Butcher lodges appeal against €500m plan for Moore Street area

Dublin city centre trader fears impact Hammerson development will have on local business culture

A Moore Street butcher has stalled the final phase of Hammerson’s €500 million transformation plan for Dublin city centre.

Stephen Troy of Troy Family Butchers on Moore Street has lodged an appeal with An Bord Pleanála against the Dublin City Council decision to give the scheme for Moore Street and Moore Lane the green light.

The latest phase involves the demolition of buildings and structures in the area to accommodate the construction of a new public plaza along with a mixed-use scheme in a six-storey building.

The permission follows two other approvals earlier this year by Dublin City Council relating to other parts of Dublin Central Project that involve 79 build-to-rent apartments and hotel, retail, restaurant, cafe and cultural uses.

Those phases have also been stalled after Sinn Féin leader Mary Lou McDonald and several other third parties lodged appeals against the granting of permission with the appeals board.

‘Catastrophic’ effect

Mr Troy is also an opponent of the other two phases and in his appeal against the latest phase to secure planning permission, he said that the “catastrophic” impact that independent businesses along Moore Street face as a result of losing footfall have not been taken into account.

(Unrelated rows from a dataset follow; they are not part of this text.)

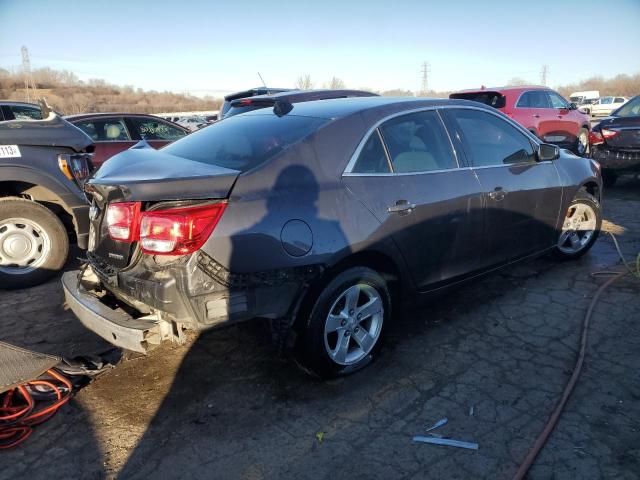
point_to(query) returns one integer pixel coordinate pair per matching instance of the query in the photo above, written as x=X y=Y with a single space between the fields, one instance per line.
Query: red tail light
x=179 y=231
x=123 y=221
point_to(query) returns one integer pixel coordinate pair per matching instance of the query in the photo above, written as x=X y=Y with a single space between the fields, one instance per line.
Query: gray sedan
x=322 y=217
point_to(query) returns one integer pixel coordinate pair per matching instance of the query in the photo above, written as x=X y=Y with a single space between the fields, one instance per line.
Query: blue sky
x=218 y=46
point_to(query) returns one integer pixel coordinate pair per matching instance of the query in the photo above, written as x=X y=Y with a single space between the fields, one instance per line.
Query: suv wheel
x=344 y=329
x=580 y=227
x=33 y=243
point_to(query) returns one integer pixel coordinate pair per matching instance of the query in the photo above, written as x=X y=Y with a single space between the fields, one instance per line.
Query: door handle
x=498 y=194
x=402 y=207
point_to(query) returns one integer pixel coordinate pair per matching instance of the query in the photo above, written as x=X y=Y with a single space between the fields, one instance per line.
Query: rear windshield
x=245 y=141
x=493 y=99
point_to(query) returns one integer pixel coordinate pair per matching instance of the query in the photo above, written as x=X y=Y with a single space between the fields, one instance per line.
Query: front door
x=522 y=196
x=407 y=174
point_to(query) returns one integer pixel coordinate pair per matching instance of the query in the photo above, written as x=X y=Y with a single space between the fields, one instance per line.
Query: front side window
x=151 y=129
x=372 y=158
x=491 y=141
x=105 y=129
x=418 y=142
x=557 y=101
x=23 y=112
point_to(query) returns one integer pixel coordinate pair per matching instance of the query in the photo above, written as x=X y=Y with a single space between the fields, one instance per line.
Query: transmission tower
x=26 y=71
x=426 y=70
x=543 y=74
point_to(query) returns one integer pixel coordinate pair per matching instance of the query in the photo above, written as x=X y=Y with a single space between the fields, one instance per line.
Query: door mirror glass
x=547 y=152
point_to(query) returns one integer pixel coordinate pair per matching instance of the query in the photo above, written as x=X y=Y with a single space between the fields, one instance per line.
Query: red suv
x=540 y=110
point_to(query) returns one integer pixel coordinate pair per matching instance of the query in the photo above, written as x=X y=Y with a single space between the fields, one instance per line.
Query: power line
x=426 y=70
x=543 y=74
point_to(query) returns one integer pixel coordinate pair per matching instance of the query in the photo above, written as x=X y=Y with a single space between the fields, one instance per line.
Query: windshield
x=245 y=141
x=629 y=109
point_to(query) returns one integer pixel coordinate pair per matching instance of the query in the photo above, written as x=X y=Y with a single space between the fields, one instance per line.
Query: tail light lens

“These [traders’] stalls won’t be trading throughout the construction phase and this project will likely be the end of the street trading on Moore Street forever.”

Mr Troy argues that the relationship that has been established for generations between market traders and independent store traders will be lost “and this will severely threaten the viability of our perishable goods business that has been trading on Moore Street for over 100 years”.

Mr Troy also said the impacts of such a large project were dramatically understated considering the loss of trade that would undoubtedly occur.

Concerning the latest phase, the Dublin City Council planning report which recommended planning permission said the proposal “would secure the regeneration of a brownfield site in a city centre location for office and cafe/restaurant space, providing frontage to a new public space”.

The council said the scheme “would ensure a more active frontage to O’Rahilly Parade in keeping with its historic significance”.

The local authority said the proposed development, together with the development proposed on the adjoining site, which is currently the subject of an appeal to An Bord Pleanála, “will complement the development of the adjacent national monument as a commemorative centre for the 1916 Rising”.